Return to the current day and Sunday showed that Arsenal are Barcelona lite no more. Wenger’s ethos seems more blurred while others have more in common with the most celebrated team of their generation. It is why Sevilla’s Jorge Sampaoli and Athletic Bilbao’s Ernesto Valverde, not Wenger, are touted as the next manager of Barcelona.

It is because of the influence Barcelona have exerted. Passing alone is no longer enough to make comparisons valid. Their intensity is aped more by Tottenham Hotspur and Liverpool, playing a pressing game Arsenal cannot emulate.

It is because Guardiola exported his principles, first to Munich and then to Manchester. Arsenal do not run Barcelona close any more. They got hammered 10-2 on aggregate by a Bayern Munich side shaped by Barcelona’s most successful manager.

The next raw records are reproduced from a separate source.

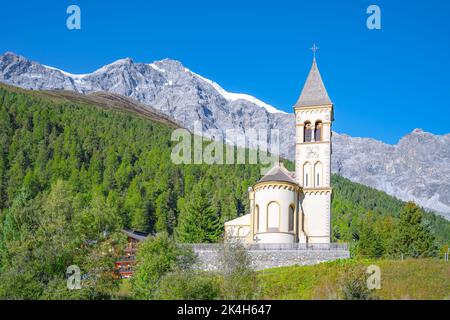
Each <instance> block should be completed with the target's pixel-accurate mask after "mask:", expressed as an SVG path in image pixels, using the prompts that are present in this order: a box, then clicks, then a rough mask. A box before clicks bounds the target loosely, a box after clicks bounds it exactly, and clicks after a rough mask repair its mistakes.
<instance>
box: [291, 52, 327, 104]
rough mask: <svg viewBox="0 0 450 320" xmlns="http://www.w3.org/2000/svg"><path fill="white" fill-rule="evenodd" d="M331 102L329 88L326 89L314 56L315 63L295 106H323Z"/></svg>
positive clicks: (310, 70)
mask: <svg viewBox="0 0 450 320" xmlns="http://www.w3.org/2000/svg"><path fill="white" fill-rule="evenodd" d="M330 104H333V103H332V102H331V100H330V97H329V96H328V93H327V89H325V85H324V84H323V81H322V77H321V76H320V72H319V68H318V67H317V62H316V57H314V59H313V65H312V67H311V70H310V71H309V75H308V78H307V79H306V82H305V85H304V86H303V90H302V93H301V94H300V98H299V99H298V101H297V103H296V104H295V106H294V108H299V107H313V106H323V105H330Z"/></svg>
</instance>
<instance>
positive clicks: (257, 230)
mask: <svg viewBox="0 0 450 320" xmlns="http://www.w3.org/2000/svg"><path fill="white" fill-rule="evenodd" d="M294 112H295V126H296V144H295V172H290V171H288V170H287V169H286V168H285V167H284V166H283V165H282V164H275V166H274V167H273V168H272V169H271V170H270V171H269V172H268V173H267V174H266V175H265V176H264V177H262V178H261V179H260V180H259V181H258V182H256V184H255V185H254V186H253V187H251V188H249V200H250V201H249V202H250V213H249V214H247V215H245V216H241V217H239V218H237V219H235V220H232V221H228V222H226V223H225V237H226V238H228V239H229V238H235V239H239V240H242V241H243V242H244V243H247V244H253V243H270V244H290V243H311V244H316V243H319V244H320V243H325V244H327V243H330V241H331V195H332V188H331V154H332V148H331V134H332V133H331V123H332V121H333V120H334V116H333V103H332V102H331V100H330V98H329V96H328V93H327V91H326V89H325V85H324V84H323V81H322V77H321V76H320V72H319V69H318V67H317V62H316V58H315V57H314V59H313V63H312V67H311V70H310V72H309V75H308V77H307V79H306V82H305V84H304V87H303V90H302V92H301V94H300V97H299V99H298V101H297V103H296V104H295V105H294ZM292 147H294V146H292Z"/></svg>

City may be Barcelona lite these days. They know they require a defensive revamp but City ran further than Arsenal. They completed more passes, and with greater accuracy. They brought more tactical invention, with Guardiola shifting players around. They beat Arsenal in December by outwitting and outflanking them, playing the second half without a striker. His experiments do not always work, but Guardiola overflows with ideas.

Meanwhile, after Arsenal twice came from behind to level, Wenger spoke in the manner of an old-school Brit of spirit and mental strength. A slump was halted, but scarcely in emphatic fashion. Arsenal were chaotic at the start, saved by the upright, and, as they are likely to lose their impeccable record of top-four finishes under Wenger, looking a side shorn of an identity, beyond the unwanted one of a club whose players who have lingered too long and whose progress has stalled.

Alexis Sanchez is a Barca alumnus, a player with the pace and potency to operate at the Camp Nou. Hector Bellerin, while culpable for Leroy Sane’s opener, can show why he began in Barcelona’s youth teams. But Barcelona teams have been defined by the midfield. Arsenal had the eternally frustrating Mesut Ozil, who gave the ball away in lacklustre fashion for Sergio Aguero’s goal, plus Granit Xhaka, the £35 million (Dh160.6m) enigma, and Francis Coquelin, an effective operator alongside Santi Cazorla, a Barcelona-style schemer, but not without him.

It used to be a criticism to brand Arsenal as Barcelona lite. Given the gulf that has opened up between them and the best, it would be a compliment these days. The damning element for Wenger is that his current charges evoke neither his greatest teams nor the role models who others have copied better. All of which poses the question: what do Wenger’s Arsenal stand for now?